On Graham's escape Wednesday, Johnson said they believe the 34-year-old Leesville man walked off from his job site approximately 15 minutes after he was dropped off by deputies that morning. Graham's supervisor immediately informed authorities about what happened, Johnson said, which employers are contracted to do when they participate in the program.
Graham is facing an escape count when caught. He was serving time on a distribution of cocaine charge, according to Johnson.
At least seven inmates have escaped from job sites or the WBRSO work release facility within a little more than a year's time.
Graham's escape was preceded just two days earlier by the escape and capture of Rickey Lake, a state trusty who was serving time for theft when he climbed out of a window and jumped the fence at the work release facility around 12:30 a.m. Monday. He was captured approximately 9 1/2 hours later in a wooded area near Erwinville.
It was reported by authorities that Lake had escaped to visit his girlfriend.
Back in June 2016, trusty Haron Link used a dummy he built to fool officers into believing he was asleep during a routine headcount so he could go on a marijuana run. He was caught when he was trying to sneak back into the work release facility about three hours later.
West Baton Rouge Parish Sheriff's deputies spent hours combing the woods near Erwinville ear…
The most high-profile recent escape occurred in Nov. 2015 when Emanuel Ray Jones and two other inmates escaped the facility and committed crimes in Baton Rouge.
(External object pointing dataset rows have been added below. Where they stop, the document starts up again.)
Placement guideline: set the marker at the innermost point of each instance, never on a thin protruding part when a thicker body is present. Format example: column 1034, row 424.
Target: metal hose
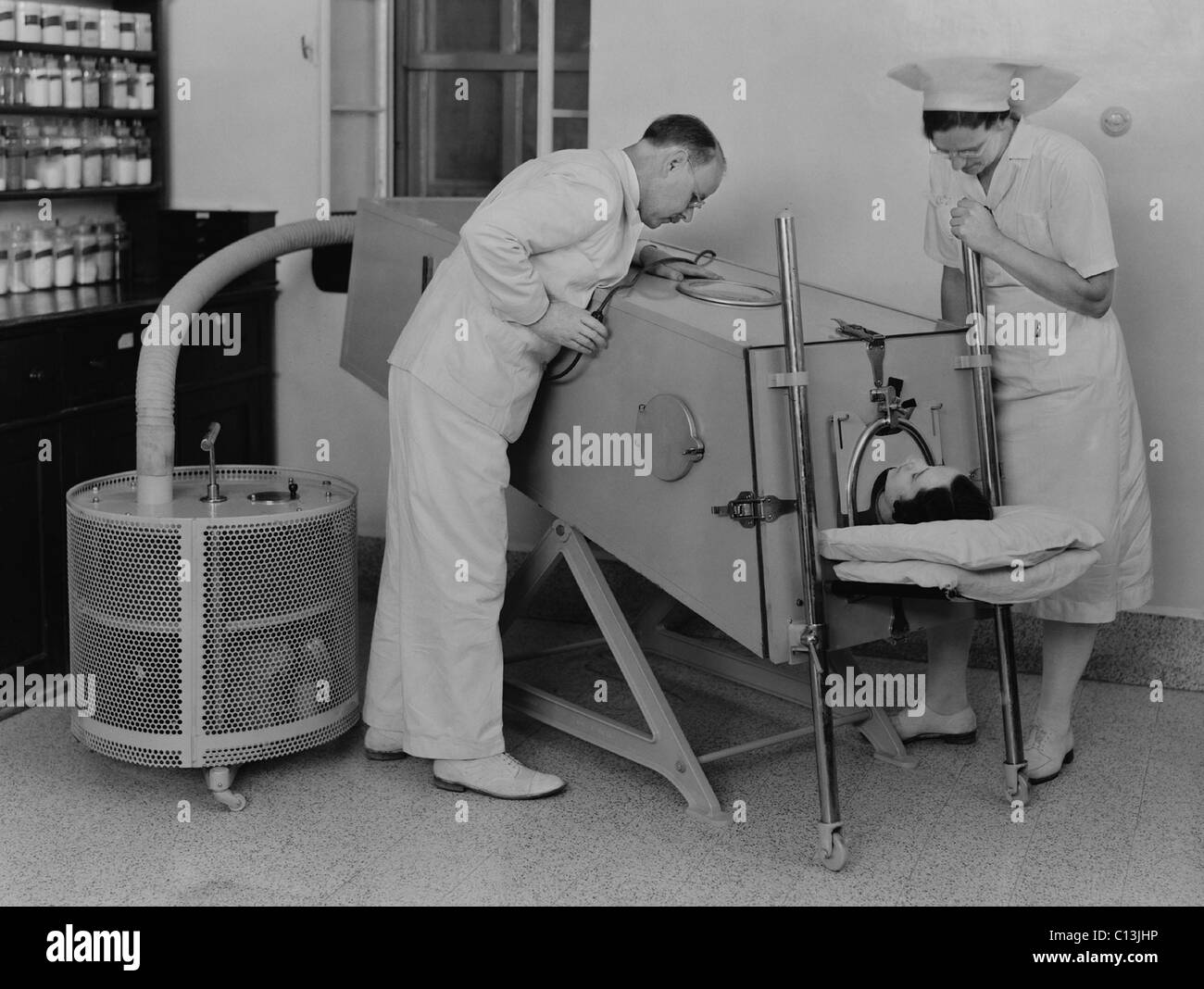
column 156, row 391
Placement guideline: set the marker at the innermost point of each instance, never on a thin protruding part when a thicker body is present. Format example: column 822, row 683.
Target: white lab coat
column 465, row 373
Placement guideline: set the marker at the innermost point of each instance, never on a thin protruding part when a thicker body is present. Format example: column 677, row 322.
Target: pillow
column 1030, row 533
column 994, row 586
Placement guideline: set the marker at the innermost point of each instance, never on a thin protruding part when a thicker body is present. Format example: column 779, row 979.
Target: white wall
column 252, row 139
column 823, row 131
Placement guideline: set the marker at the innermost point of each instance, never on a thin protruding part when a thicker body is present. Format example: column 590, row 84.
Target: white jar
column 144, row 36
column 125, row 29
column 109, row 29
column 70, row 24
column 52, row 23
column 145, row 88
column 29, row 20
column 7, row 19
column 89, row 27
column 72, row 83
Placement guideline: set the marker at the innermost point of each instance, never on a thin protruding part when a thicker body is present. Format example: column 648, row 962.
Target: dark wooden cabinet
column 68, row 415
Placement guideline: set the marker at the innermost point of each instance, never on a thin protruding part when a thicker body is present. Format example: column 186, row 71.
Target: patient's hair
column 961, row 499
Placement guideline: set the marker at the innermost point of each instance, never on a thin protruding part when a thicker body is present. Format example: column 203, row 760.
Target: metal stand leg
column 834, row 851
column 1014, row 776
column 666, row 748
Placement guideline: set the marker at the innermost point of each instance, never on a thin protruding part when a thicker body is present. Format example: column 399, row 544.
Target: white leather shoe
column 380, row 744
column 1047, row 753
column 502, row 776
column 959, row 728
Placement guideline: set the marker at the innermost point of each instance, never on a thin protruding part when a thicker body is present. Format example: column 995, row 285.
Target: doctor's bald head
column 679, row 164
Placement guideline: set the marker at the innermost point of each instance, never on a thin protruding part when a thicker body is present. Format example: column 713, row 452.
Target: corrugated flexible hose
column 156, row 393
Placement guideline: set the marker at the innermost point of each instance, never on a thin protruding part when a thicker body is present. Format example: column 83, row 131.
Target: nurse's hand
column 974, row 225
column 569, row 326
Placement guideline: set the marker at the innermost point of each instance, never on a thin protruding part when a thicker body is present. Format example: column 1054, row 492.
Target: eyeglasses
column 962, row 153
column 696, row 201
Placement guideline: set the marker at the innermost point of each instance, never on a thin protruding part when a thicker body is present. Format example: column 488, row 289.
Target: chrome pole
column 832, row 845
column 1015, row 781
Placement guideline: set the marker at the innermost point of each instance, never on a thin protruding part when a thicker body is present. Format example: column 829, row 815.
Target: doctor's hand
column 674, row 270
column 974, row 225
column 569, row 326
The trio was accused of physically assaulting, kidnapping and robbing a man. Officials have said that they bribed an inmate that a guard allowed to conduct the head counts to fudge numbers that night.
Deputies were suspended without pay to varying degrees in every incident expect for latest two incidents involving Lake and Graham.
"At least 90 percent of the escapes from our facility are not because we don't have proper protocols and policies in place, it's from employees not following and implementing the protocols," Johnson said.
The April 2016 report from the state's Legislative Auditor stressed the need for better oversight in the state Department of Public Safety and Corrections’ transitional work programs, a majority of which are run by local sheriffs.
Of the total 254 reported inmate escapes between fiscal years 2013-15, there were 22 from West Baton Rouge Parish, which is believed to be the largest work-release facility in the state.
State auditors suggested the use of electronic monitoring, or ankle bracelets, could reduce the number of escapes. This technology was effective a work release program in Calcasieu Parish, the report said.
But Johnson called the idea a "feel good remedy" that gives the public the illusion of safety, but does little in helping authorities capture inmates who have evaded custody.
"If I put an ankle bracelet on you and you go to a jobsite and you want to leave, you're going to cut it off and walk off," he said. "The only advantage would be that I'd instantly know when you cut it off. But we get that already when an employer calls us up and tells us."
"There won't be any real value in helping us find the person, which to me is the purpose," he added.
Pastorick added that electronic monitoring would cost the department more than $5 million to implement, which the state likely couldn't afford given the current budget crisis.
"We continue to work with work release operators, as well as employers in improving operations and refining policies and procedures to make this program as successful as can be," he said.